The Alledge Brook is a small watercourse in Northamptonshire in the East Midlands of England. It is a tributary of the River Nene.

Course

Alledge Brook rises as two small feeder streams north of Grafton Underwood and flows in a southerly direction through the centre of the village where it is embanked into a straightened, stone lined channel. It continues to flow in a southerly directly for approximately 3.5 km where it joins another small tributary that drains part of the Hanwood Park suburb of Kettering. At this point the brook begins to flow in an easterly direction towards the parish of Cranford where it forms the boundary between the twin villages of Cranford St. Andrew and Cranford St. John.

Shortly after leaving Cranford, the brook flows underneath the A14 dual carriageway and towards the hamlet of Woodwell, where it feeds an ornamental lake in the grounds of Woodford House. Continuing its journey eastwards, the brook flows through a mixture of arable and pastoral farmland before meeting the ford at Woodford, a popular local spot to dip in the brook, and historically a location where people would wash their vehicles. A sign has now been erected by the Environment Agency to warn against this practice.
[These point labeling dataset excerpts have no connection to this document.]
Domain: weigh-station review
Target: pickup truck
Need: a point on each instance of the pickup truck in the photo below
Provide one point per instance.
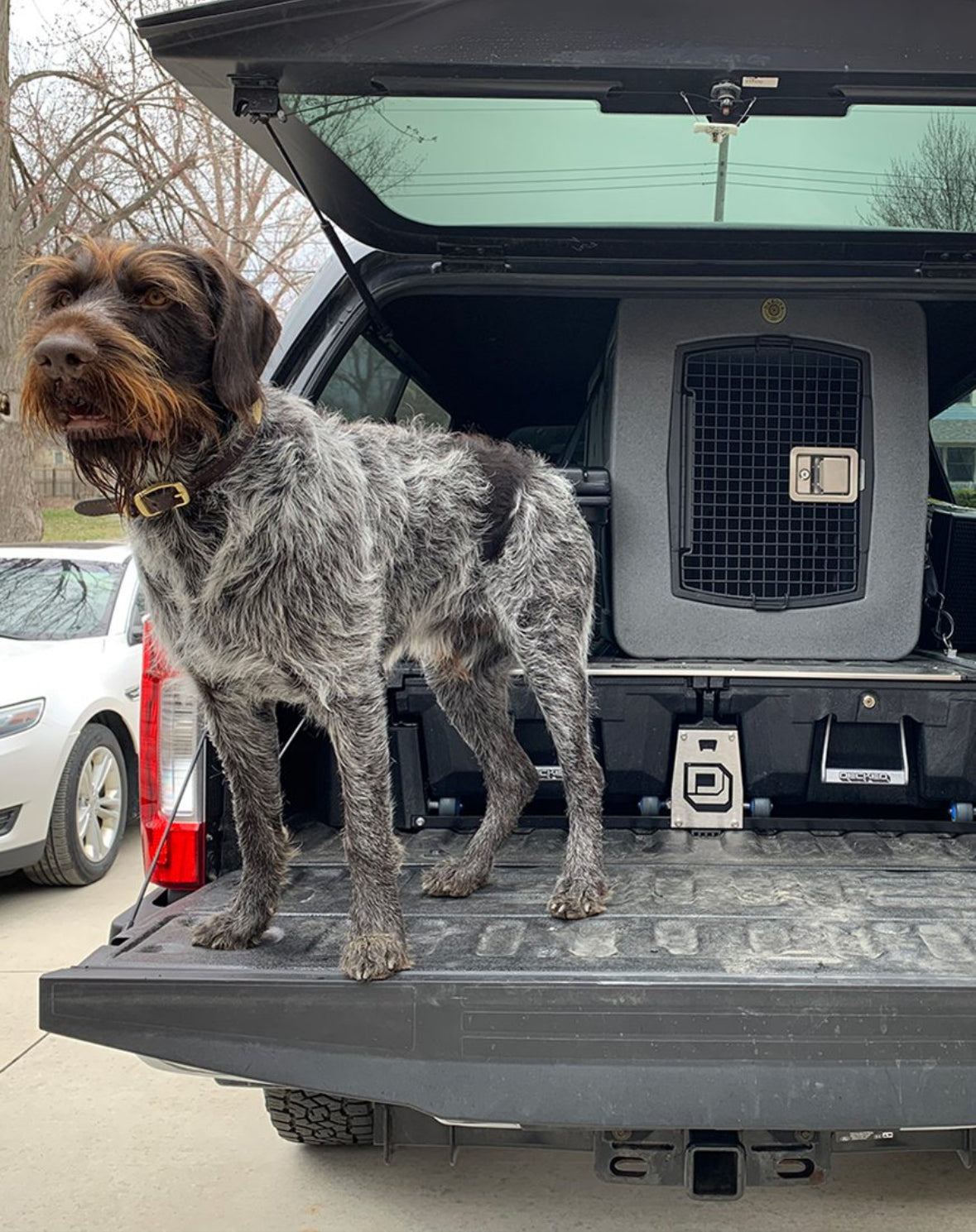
(656, 246)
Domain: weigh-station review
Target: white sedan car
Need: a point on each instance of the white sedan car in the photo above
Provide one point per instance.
(70, 626)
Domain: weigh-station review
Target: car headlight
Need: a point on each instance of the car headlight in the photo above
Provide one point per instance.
(22, 717)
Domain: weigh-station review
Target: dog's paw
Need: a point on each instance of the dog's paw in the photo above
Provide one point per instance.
(228, 930)
(375, 956)
(575, 899)
(453, 880)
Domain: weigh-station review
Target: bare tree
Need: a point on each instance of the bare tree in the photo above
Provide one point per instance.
(68, 137)
(935, 190)
(96, 140)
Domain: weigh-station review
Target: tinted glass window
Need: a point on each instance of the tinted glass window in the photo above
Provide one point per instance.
(954, 436)
(50, 599)
(566, 163)
(418, 407)
(365, 385)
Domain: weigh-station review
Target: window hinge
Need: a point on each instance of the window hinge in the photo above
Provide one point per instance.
(943, 264)
(471, 257)
(257, 98)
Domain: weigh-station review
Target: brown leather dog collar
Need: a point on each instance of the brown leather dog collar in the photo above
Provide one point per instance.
(161, 498)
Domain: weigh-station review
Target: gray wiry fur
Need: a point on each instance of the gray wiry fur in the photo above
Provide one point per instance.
(332, 551)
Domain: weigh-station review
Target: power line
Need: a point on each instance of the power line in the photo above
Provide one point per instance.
(583, 188)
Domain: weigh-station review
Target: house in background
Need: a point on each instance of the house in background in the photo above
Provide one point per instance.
(954, 434)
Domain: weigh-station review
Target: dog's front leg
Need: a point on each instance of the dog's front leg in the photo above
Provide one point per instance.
(245, 737)
(358, 727)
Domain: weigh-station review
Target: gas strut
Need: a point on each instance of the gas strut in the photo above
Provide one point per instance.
(259, 100)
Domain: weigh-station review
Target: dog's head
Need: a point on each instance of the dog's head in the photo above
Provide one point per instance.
(136, 349)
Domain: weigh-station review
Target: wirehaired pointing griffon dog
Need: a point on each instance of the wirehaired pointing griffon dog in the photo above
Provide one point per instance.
(291, 557)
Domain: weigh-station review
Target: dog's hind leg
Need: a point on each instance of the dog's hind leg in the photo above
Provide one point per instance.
(476, 703)
(556, 674)
(245, 737)
(358, 726)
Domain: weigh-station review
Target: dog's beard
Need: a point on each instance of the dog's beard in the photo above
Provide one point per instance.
(121, 420)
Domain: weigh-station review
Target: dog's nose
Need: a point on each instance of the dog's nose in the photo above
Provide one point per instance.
(63, 355)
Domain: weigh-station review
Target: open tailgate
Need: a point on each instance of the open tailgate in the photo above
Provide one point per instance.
(749, 980)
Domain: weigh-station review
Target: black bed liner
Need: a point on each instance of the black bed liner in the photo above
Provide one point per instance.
(728, 983)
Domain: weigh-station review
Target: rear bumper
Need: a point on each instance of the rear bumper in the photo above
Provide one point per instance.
(597, 1055)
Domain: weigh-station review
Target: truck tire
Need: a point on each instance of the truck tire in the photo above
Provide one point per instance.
(89, 814)
(317, 1120)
The brook then continues to flow eastwards through arable farmland for approximately 3 km before joining the River Nene next to the A14 viaduct near Thrapston.

Status
In 2019, the overall classification of the Alledge Brook under the Water Framework Directive was 'Moderate', with reasons for not achieving good status including diffuse nutrient enrichment from the farmed environment and point source pollution from sewage discharge.